Romney on FOX now......weaseling

hatred for 47% of Americans.......stupidest thing anyone has heard from a candidate for president......."not elegantly stated"

he's finished!

Mitt Romney's latest campaign setback is a leaked video that shows him slagging the 47 percent of the population who, he says, will always vote for Barack Obama, because they want everything for free from the government.

The 47 percent number presumably refers to the percent of the population who don't pay Federal Income Taxes, which of course is just one kind of tax.

From the Tax Policy Center, these three pie charts show who those people are.





Kevin Roose at NYMag puts the data into words:

But back to the 47 percent. There are two primary ways to pay no (or negative) federal income taxes. The first is to be poor, and the second is to be elderly. In 2011, of the 18.1 percent of American households who paid no federal tax (meaning, no federal income or payroll tax), more than half were elderly, and most of the other half were non-elderly people making below $20,000 a year. The other sliver, roughly one in 20 non-payers, were people who made more than $20,000 in household income.

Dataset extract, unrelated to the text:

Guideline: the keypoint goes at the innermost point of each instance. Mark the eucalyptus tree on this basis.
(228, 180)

The reason being poor helps is because, with a combination of tax credits (like the earned income credit and the child credit) and deductions, many people earning under $20,000 a year can zero out their overall rate. The primary reason being elderly helps is that Social Security benefits aren't taxed as income, so if all (or most) of your income comes from your monthly Social Security check, your taxable income is marginal or non-existent.

So there you have it. The poor and elderly.

Meanwhile, Jim Antle at the conservative site The Daily Caller makes another salient point: The elimination of taxes on the very poor has been GOP policy starting with Reagan, and continuing through Bush:

When Ronald Reagan signed into law the Tax Reform Act of 1986, he boasted, “Millions of the working poor will be dropped from the tax rolls altogether, and families will get a long-overdue break with lower rates and an almost doubled personal exemption.”

Both the initial Reagan tax cuts of 1981 and indexing income taxes to inflation in 1985 had a similar effect.

In the 1990s, the Republican-controlled Gingrich Congress passed a $500 per child tax credit that also wiped out the income tax liability of many low- to moderate-income households.

“Fully 93 percent of the tax relief in our bill goes to taxpayers with annual incomes under $100,000, 76 percent goes to taxpayers with incomes under $75,000,” then-House Ways and Means Committe Chairman Bill Archer, a Texas Republican, said at the time. “If ever there was a tax plan for America’s forgotten middle class, this is it.”